Beleid van de lokale heffingen
Belangrijkste uitgangspunten voor het gemeentelijk tarievenbeleid van 2019 zijn geweest:
- daar waar wettelijk toegestaan het toepassen van een jaarlijkse indexering;
- het hanteren van maximaal kostendekkende tarieven;
- terughoudendheid ten aanzien van verhoging van de totale lokale lastendruk.
Indexering
In 2019 is uitgezonderd de precarioheffing kabels en leidingen bij de berekening van de belastingtarieven rekening gehouden met een indexering van 2%. Voor de retributies geldt dat indexatie alleen kan plaatsvinden als de kostenontwikkeling hier ruimte voor biedt. Zowel de afvalstoffenheffing als de rioolheffing zijn in 2019 niet geïndexeerd. Voor de afvalstoffenheffing is alleen het tarief voor de 240 liter met één euro verhoogd.

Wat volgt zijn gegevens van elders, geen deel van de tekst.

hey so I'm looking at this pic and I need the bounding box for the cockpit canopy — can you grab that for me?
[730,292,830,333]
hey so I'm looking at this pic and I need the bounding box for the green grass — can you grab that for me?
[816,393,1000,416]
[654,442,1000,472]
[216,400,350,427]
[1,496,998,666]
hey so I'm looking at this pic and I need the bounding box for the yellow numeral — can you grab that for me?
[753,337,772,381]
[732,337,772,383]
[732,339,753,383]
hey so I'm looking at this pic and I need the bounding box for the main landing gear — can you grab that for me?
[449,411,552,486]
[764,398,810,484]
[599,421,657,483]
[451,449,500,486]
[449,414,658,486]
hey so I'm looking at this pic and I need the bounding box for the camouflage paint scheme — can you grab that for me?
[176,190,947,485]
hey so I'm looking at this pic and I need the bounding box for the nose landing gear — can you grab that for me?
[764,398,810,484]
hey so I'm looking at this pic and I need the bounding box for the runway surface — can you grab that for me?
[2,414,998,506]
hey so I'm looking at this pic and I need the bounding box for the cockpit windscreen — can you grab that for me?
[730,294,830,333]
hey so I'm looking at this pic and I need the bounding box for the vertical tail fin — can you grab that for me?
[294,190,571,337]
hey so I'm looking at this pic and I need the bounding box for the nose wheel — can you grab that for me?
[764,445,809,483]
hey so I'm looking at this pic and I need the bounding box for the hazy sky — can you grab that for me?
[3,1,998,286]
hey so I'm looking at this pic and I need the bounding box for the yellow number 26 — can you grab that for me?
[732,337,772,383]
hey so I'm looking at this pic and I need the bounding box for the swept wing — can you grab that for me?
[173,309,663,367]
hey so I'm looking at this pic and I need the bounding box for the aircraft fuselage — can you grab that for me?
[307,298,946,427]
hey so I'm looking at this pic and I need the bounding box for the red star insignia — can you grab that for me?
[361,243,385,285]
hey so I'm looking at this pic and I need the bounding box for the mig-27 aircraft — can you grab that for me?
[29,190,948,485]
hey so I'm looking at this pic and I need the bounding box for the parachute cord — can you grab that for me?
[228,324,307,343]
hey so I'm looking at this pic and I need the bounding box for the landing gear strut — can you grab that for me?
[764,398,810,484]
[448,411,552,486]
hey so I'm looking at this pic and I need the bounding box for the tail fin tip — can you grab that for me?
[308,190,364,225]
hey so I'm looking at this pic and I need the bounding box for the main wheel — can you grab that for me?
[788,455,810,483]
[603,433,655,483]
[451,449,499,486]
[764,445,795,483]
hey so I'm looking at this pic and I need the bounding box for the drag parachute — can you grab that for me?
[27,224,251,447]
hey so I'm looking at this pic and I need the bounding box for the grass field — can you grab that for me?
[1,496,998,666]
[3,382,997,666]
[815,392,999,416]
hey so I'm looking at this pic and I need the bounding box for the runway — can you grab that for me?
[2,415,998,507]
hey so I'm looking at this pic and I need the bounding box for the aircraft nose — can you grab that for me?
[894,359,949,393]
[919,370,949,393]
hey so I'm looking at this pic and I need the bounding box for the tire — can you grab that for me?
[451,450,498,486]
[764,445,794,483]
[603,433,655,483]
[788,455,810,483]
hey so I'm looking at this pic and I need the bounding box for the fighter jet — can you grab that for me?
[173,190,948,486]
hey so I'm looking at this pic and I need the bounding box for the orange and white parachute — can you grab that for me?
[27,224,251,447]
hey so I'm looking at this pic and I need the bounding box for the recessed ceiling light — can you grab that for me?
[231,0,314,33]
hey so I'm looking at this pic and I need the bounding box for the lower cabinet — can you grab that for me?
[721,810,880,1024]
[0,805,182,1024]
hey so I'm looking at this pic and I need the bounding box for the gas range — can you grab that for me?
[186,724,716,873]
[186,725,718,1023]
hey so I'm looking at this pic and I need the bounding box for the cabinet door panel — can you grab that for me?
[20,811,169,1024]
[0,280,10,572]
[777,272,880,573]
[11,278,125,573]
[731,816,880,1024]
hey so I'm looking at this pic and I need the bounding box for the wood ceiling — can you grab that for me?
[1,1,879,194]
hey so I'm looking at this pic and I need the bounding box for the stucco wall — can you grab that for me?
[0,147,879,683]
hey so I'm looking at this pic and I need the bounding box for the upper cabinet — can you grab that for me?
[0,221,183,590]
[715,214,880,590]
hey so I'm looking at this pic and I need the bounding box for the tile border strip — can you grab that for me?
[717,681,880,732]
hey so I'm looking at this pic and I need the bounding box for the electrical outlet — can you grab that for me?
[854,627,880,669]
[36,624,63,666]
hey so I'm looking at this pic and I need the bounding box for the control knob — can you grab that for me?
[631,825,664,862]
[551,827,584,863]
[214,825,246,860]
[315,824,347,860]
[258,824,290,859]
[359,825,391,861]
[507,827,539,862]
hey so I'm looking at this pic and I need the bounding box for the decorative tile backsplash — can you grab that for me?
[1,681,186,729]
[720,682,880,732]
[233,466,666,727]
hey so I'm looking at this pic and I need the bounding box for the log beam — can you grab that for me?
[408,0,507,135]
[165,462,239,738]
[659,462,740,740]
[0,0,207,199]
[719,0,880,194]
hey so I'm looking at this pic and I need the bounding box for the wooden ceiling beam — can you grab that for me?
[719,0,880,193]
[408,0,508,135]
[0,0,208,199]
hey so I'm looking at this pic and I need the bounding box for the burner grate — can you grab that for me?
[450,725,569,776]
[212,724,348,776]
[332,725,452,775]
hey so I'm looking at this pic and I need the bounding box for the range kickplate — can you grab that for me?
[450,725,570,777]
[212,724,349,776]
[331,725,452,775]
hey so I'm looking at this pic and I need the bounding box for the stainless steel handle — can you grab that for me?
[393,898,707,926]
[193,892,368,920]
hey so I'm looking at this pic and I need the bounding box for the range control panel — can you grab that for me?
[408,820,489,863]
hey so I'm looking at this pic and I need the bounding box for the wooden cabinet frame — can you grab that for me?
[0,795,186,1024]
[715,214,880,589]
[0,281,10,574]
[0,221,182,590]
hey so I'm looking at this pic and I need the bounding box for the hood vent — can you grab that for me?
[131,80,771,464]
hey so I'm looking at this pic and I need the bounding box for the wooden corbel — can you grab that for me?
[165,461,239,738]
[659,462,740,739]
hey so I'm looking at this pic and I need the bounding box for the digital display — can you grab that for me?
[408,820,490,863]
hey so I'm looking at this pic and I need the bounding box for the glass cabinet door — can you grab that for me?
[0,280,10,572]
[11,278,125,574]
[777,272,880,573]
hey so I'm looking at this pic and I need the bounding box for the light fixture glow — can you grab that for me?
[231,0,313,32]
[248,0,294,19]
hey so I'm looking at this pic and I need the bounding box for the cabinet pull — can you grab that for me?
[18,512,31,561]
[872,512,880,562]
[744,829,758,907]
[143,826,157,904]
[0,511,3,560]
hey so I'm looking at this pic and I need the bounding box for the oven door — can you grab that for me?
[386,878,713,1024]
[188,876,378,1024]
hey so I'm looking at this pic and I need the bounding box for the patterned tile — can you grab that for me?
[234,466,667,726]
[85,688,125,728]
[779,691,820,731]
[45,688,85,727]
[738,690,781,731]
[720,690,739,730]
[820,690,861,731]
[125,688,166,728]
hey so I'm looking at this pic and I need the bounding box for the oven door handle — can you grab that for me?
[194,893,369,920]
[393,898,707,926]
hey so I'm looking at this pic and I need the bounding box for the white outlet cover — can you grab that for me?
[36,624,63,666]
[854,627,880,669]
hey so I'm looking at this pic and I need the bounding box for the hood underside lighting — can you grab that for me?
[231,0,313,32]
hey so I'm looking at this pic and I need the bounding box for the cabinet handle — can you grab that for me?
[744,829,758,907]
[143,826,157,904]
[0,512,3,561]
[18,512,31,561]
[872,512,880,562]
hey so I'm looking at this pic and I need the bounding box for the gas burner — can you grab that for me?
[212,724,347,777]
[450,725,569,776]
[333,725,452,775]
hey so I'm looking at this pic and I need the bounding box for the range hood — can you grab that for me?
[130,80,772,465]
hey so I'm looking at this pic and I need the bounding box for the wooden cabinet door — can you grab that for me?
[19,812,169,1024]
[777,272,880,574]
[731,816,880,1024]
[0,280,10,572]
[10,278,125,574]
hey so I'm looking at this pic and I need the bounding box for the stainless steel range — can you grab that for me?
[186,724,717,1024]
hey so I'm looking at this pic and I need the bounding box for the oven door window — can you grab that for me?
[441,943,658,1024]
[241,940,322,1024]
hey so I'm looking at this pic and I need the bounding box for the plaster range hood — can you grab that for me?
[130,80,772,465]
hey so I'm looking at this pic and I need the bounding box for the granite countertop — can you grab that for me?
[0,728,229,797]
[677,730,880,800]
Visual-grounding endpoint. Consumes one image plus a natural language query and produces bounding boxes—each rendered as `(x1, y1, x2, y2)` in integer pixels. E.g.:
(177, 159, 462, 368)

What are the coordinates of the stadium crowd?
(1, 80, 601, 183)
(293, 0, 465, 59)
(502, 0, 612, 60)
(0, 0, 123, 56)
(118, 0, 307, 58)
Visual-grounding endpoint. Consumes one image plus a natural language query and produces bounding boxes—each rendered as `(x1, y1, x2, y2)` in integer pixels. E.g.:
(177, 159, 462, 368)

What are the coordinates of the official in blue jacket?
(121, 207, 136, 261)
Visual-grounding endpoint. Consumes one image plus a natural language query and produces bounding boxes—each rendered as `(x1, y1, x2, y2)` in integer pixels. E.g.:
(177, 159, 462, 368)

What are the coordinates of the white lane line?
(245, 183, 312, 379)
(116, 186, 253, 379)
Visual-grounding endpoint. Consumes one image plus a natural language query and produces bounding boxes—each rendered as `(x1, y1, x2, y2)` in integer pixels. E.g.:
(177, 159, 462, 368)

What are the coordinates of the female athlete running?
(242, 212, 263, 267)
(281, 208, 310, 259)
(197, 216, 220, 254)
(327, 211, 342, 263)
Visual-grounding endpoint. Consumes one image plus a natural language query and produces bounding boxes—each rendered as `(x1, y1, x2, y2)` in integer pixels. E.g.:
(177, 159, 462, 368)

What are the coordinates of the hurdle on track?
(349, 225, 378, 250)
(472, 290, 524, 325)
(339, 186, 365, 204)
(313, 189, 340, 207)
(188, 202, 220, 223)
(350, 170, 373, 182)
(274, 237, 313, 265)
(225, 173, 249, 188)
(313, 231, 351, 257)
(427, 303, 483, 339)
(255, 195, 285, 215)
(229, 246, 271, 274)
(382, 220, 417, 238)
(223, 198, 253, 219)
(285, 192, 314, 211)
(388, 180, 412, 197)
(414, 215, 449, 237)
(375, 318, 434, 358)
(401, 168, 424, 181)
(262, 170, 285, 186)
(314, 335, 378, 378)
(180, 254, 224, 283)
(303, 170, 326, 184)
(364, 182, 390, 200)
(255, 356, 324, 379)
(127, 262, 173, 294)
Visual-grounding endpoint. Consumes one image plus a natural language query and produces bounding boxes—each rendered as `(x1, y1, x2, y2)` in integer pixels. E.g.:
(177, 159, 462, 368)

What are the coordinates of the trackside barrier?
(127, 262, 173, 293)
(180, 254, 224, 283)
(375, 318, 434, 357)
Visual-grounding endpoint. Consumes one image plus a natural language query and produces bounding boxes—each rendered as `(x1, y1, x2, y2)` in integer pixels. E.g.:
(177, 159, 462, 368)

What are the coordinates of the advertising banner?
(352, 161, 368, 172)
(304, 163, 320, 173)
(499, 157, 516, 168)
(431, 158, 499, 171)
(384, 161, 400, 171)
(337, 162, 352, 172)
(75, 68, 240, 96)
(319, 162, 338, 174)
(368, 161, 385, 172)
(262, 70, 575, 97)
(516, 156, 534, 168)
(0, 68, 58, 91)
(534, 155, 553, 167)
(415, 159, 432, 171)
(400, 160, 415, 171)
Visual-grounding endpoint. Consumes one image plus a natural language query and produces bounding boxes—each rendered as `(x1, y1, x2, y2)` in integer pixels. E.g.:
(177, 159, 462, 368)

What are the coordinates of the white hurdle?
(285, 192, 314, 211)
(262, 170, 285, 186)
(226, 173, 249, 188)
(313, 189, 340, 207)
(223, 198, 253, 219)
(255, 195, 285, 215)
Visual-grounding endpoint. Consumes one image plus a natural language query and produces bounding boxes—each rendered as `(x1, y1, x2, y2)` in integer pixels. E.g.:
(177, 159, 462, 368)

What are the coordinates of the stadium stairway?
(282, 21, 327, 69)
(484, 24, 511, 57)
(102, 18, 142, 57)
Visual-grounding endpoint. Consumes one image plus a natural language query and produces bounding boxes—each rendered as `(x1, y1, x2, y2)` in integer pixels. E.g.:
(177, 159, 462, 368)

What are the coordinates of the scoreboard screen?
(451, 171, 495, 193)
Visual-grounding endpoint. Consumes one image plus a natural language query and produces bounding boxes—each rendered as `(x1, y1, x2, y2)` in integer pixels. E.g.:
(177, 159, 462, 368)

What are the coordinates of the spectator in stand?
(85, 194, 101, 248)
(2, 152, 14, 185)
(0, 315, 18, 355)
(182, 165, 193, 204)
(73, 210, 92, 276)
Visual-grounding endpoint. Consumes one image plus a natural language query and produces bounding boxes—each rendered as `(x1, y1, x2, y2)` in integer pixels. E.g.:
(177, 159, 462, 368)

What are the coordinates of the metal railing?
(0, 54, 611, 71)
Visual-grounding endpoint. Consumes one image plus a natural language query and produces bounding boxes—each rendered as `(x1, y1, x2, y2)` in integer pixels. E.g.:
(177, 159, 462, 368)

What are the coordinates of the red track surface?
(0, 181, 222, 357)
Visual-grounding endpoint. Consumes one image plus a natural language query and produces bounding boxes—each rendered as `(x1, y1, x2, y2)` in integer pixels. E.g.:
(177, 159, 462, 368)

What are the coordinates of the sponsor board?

Kostendekkende tarieven retributies
Uitgangspunt is 100% kostendekkendheid op begrotingsbasis. Alle kosten die toegerekend kunnen worden, worden doorvertaald in de verschillende tarieven. Afwijkingen die op jaarrekeningbasis ontstaan worden betrokken bij de vaststelling van toekomstige tarieven. Voor de afvalstoffenheffing en rioolheffing loopt dit via de desbetreffende egalisatievoorzieningen. Voor de overige tarieven loopt dit via de algemene middelen.
Toerekening van overhead
Op basis van wetgeving (BBV) moet de overhead op consistente wijze aan de tarieven worden toegerekend. Aalsmeer heeft als uitgangspunt toerekening van de overhead aan de tarieven op basis van de directe ambtelijke capaciteit. Dit is vastgelegd in de financiële verordening Aalsmeer 2017-I van 20 april 2017. Concreet betekent dit, dat de totale overheadkosten worden uitgedrukt in een percentage van de totale directe ambtelijke capaciteitsinzet. Dit levert een overheadpercentage op dat in alle kostenopstellingen voor tariefberekeningen wordt gehanteerd. Het overheadpercentage wordt op begrotingsbasis berekend en niet aangepast op basis van de realisatie in de jaarrekening. Het overheadpercentage 2019 bedraagt 77%.